Existem quatro sistemas principais endereçados pelo pacote, (1) o assistente do freio-motor é ativado sempre que o sistema de travamento é acionado ou o condutor reduz o câmbio, o software ajusta a abertura do acelerador para suavizar a resposta do equipamento contribuindo para a redução do consumo de combustível, conservar melhor os pneus e minimizar o desgaste do sistema de freios. (2) O controle de tração é mais uma medida de segurança que evita o deslizamento excessivo do pneu traseiro quando o piloto abre o acelerador. Se o piloto exagera no acionamento do acelerador a moto tende a patinar, os sensores indicam a diferença de velocidade radial entre as rodas dianteira e traseira e o sistema limita a alimentação de combustível reduzindo a potência. Este programa também pode ser utilizado para ajustar a tração dos pneus em condições de pista com baixa aderência (chuvas). (3) Os motores utilizados na MotoGP geram um torque enorme, com condições de levantar (wheelie) a roda dianteira. O sistema anti-wheelie é acionado quando detecta a extensão completa do garfo telescópico frontal (roda levantada). Os ajustes permitem selecionar a intensidade de redução de potência nestas condições, mais conservadora ou mais agressiva, dependendo das características do condutor e da situação em que se encontra na corrida. (4) Outro sistema auxiliar é o que relaciona os comandos do acelerador com a quantidade de potência fornecida pelo motor, uma opção conservadora resulta em uma injeção de combustível mais restrita mesmo que o acelerador seja totalmente acionado, a contrapartida mais agressiva resulta em uma alimentação maior, com o consequente aumento de consumo, ajuste que permite adaptar a resposta do equipamento às necessidades do piloto a cada momento.

Em tempo, a capacidade do tanque de combustível é limitada pelo regulamento a 22 litros e é possível que um otimismo excessivo neste controle resulte em pane seca, na prova de Misano aconteceu com Johann Zarco, que estava disputando a sétima posição na última volta e cruzou a linha final em décimo quinto, empurrando seu equipamento.

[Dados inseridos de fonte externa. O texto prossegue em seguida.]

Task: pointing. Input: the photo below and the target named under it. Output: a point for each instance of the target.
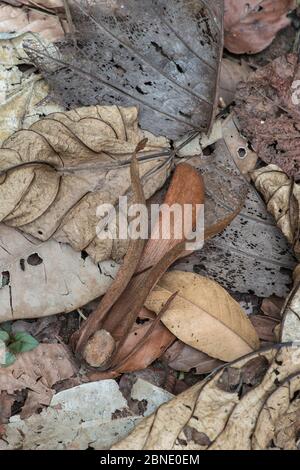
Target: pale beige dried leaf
(44, 278)
(204, 316)
(77, 160)
(282, 196)
(278, 421)
(290, 326)
(37, 371)
(209, 416)
(24, 20)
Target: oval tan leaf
(204, 316)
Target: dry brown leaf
(272, 306)
(282, 196)
(268, 112)
(37, 371)
(23, 20)
(251, 25)
(222, 411)
(182, 357)
(204, 316)
(52, 186)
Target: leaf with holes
(162, 56)
(251, 255)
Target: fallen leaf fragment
(204, 316)
(94, 415)
(251, 25)
(184, 358)
(232, 72)
(37, 372)
(23, 19)
(267, 105)
(251, 255)
(170, 71)
(53, 186)
(282, 196)
(23, 94)
(278, 423)
(221, 412)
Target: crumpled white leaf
(93, 415)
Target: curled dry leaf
(39, 279)
(184, 358)
(90, 416)
(23, 19)
(251, 25)
(223, 411)
(23, 95)
(282, 196)
(267, 105)
(290, 327)
(36, 372)
(162, 56)
(52, 187)
(251, 255)
(204, 316)
(279, 420)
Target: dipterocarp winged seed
(162, 56)
(251, 25)
(204, 316)
(229, 419)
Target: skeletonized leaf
(204, 316)
(251, 255)
(267, 105)
(44, 278)
(163, 56)
(221, 412)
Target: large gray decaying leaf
(251, 255)
(161, 55)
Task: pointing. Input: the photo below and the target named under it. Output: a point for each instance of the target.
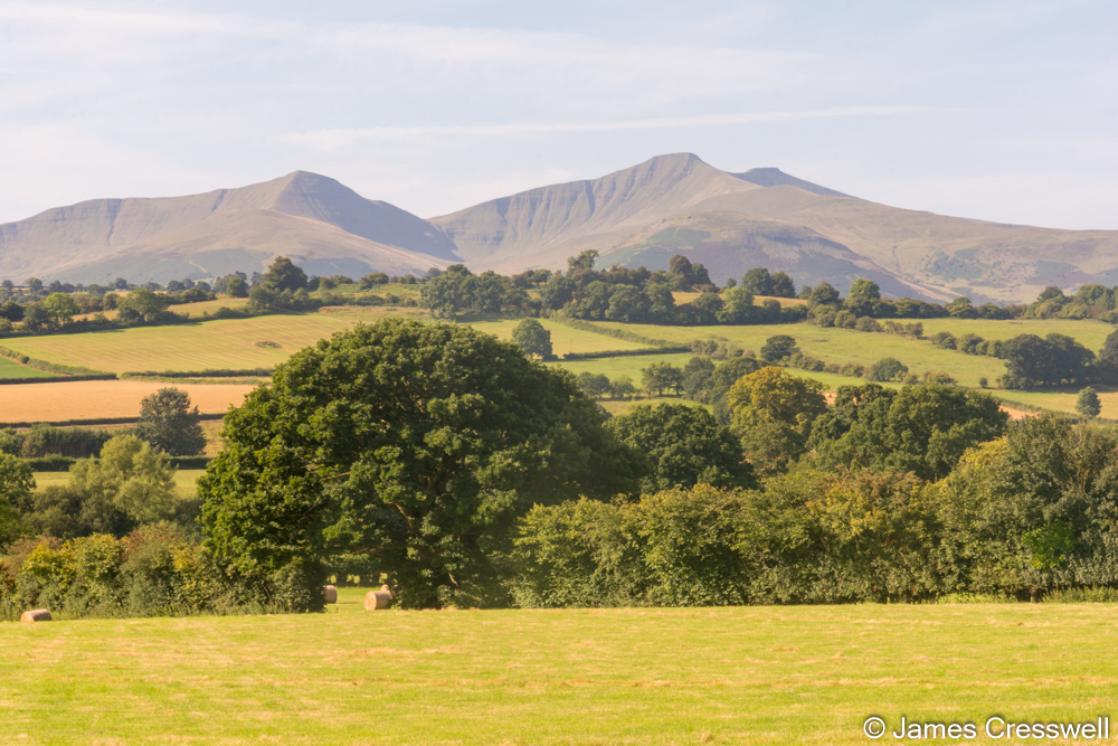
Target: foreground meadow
(653, 676)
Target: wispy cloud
(338, 138)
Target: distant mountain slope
(641, 215)
(731, 222)
(313, 218)
(541, 227)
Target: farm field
(186, 481)
(104, 399)
(616, 367)
(228, 343)
(10, 368)
(683, 296)
(1086, 331)
(807, 674)
(202, 308)
(836, 346)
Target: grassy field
(1087, 332)
(96, 399)
(204, 308)
(564, 339)
(837, 346)
(721, 676)
(186, 480)
(231, 343)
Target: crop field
(229, 343)
(10, 368)
(104, 399)
(837, 346)
(204, 308)
(806, 674)
(565, 339)
(186, 481)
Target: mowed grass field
(104, 399)
(807, 674)
(186, 481)
(228, 343)
(839, 346)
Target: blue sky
(1003, 111)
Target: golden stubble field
(104, 399)
(806, 674)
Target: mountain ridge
(643, 214)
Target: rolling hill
(637, 216)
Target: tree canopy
(681, 445)
(416, 444)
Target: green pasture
(565, 339)
(204, 308)
(616, 367)
(1088, 332)
(10, 368)
(807, 674)
(837, 346)
(186, 481)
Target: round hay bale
(35, 615)
(376, 600)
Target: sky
(1003, 111)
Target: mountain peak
(770, 176)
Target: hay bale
(376, 600)
(35, 615)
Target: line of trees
(470, 474)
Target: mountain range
(675, 204)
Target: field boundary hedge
(57, 379)
(625, 353)
(616, 333)
(94, 422)
(216, 373)
(64, 463)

Uma das maravilhas da MotoGP é que depois de apagarem as luzes de largada todas as decisões são exclusivas dos pilotos, o pessoal de apoio pode quando muito informar quantas voltas faltam, diferenças para os concorrentes mais próximos ou enviar pequenas mensagens para o visor multimídia, o ajuste do equipamento depende exclusivamente da sensibilidade e comandos do condutor. O piloto é senhor absoluto de suas escolhas e pode configurar o equipamento de acordo com o seu sentimento em relação a moto, ao estado da pista e a estratégia que pretende implementar. Se pretende abrir em relação aos seus concorrentes pode selecionar ajustes agressivos, com a consciência de que a fatura vai ser apresentada no final.

Com tantas variáveis que podem ser controladas a atenção dos pilotos não permite descuidos. Qualquer desconcentração ou vacilo pode resultar em perda de desempenho ou em uma queda, como a que aconteceu com Zarco (pane seca) ou Lorenzo (queda)em Misano.